His activity is very limited due to he gets short of breath,
he has dyspnea at rest and with minimal exertion and he mostly sits all day and watches TV.
And today he was brought to the emergency room by his family
because he had a sudden marked increase in shortness of breath.
He was sitting watching television and all of a sudden said, oh, I'm suffocating I can’t breathe.
He also noted when he takes a deep breathe that on the left side of his chest it hurts
then the chest pain is pleuritic if he doesn’t take a deep breath, it doesn’t hurt
and he’s anxious and worried that something terrible maybe happening.
He of course has a long smoking history of 70 pack years.
His physical exam shows that he’s in respiratory distress,
his respiratory rate is 33 per minute normal is under 20 and most people are 12 to 14.
His blood pressure is a little marginal for a 77-year-old man only 105/ 60.
His lips are blue and his arterial saturation from a finger oximeter is only 81%
and the normal value is usually above 90 and usually above 91 depending on what altitude you live.
If you live down here at sea level its above 91,
if you live a little bit elevated like in Denver, Colorado at 5000 feet
and then a 90 would be normal.
He has decreased lung sound over both lungs, he doesn’t get a good deep breath
because there’s so much damage to his lungs from smoking and fibrosis
and his heart sounds are hard to hear because he has a lot of air trapping
in various parts of the lung.
So the critical points in this history and physical, he has severe COPD, he has emphysema.
He suddenly becomes short of breath, there’s a possible symptom of pulmonary vascular obstruction
in others words a pulmonary embolus with a little pulmonary infarct so it hurt -
he has pleuritic chest pain when he takes a deep breath
and of course we know he's got emphysema because of his long smoking history.

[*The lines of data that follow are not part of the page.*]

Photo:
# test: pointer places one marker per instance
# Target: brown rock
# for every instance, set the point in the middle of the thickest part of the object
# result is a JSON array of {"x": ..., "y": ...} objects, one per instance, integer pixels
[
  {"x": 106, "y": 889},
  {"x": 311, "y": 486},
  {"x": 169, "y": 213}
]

So on physical exam the findings that are of interest -
first of all he has a respiratory rate of 33 per minute,
very abnormal, this could be due to his COPD, his baseline,
but it’s also possible that he’s had a pulmonary embolus
which also increases the respiratory rate. His blood pressure is a little low for a 77-year-old man
and that could be due to severe lung disease and causing failure of the right ventricle
although we didn’t see that on physical exam or it could be a pulmonary embolus
that’s dropping his blood pressure.
And of course he’s got inadequate oxygenation either
because of his severe lung disease or possibly in combination with the pulmonary embolus
and we see decreased lung sounds over both lungs and the heart sounds
are distant that’s consistent with severe lung disease.

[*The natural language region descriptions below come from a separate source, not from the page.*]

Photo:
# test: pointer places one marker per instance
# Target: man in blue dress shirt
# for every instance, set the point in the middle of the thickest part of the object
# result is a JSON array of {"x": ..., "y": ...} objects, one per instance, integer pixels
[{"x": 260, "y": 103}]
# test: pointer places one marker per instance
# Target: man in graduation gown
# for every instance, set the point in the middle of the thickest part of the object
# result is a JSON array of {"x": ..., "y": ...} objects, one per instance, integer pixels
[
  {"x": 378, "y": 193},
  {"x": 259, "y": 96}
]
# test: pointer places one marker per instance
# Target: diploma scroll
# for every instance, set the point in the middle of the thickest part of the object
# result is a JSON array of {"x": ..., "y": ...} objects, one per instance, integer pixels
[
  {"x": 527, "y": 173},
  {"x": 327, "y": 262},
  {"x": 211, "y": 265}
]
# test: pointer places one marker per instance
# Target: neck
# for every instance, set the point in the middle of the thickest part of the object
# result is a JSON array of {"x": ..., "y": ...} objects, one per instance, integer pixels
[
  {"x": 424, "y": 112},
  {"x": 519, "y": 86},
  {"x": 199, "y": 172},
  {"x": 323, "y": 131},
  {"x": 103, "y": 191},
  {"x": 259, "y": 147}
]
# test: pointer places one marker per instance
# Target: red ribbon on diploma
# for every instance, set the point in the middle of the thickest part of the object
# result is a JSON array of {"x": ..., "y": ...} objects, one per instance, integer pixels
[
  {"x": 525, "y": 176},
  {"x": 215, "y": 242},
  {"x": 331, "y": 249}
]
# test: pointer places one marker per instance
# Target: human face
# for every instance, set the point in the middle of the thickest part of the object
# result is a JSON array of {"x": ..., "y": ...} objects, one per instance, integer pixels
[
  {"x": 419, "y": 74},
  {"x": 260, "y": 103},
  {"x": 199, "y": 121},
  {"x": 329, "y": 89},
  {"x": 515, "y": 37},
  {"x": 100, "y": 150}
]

What’s the diagnostic option? Well, we wound wanna look for pulmonary embolism
that would be a CT or a CAT scan computed tomographic scan, it’s an x-ray,
special x-ray with contrast.
And here we see it and there’s an arrow right there on the little box
showing you there’s a pulmonary embolus just beyond the left main pulmonary artery.
So the diagnosis is acute pulmonary embolism on top of severe lung disease.
Patients with severe lung disease are markedly increased risk for pulmonary embolism
and also his partly because of inactivity and partly often because of elevated right-sided filling pressures
that transmit back to the veins that cause some congestion in the veins
that makes it more likely that the patient would have deep venous thrombosis with pulmonary embolism.
The treatment would be acute and long term anticoagulation.
However, if the echocardiogram show that there was a lot of right ventricular dysfunction,
then we would give a thrombolytic agent that is we would dissolve the clot
or you could remove the clots in the interventional radiology suite with the vacuum catheter.
But that would only be done if the patient were in a lot of trouble.
He didn’t look to be in that much trouble,
I think he’d probably do very well with anticoagulation
and he needs long term anticoagulation to prevent this from happening again.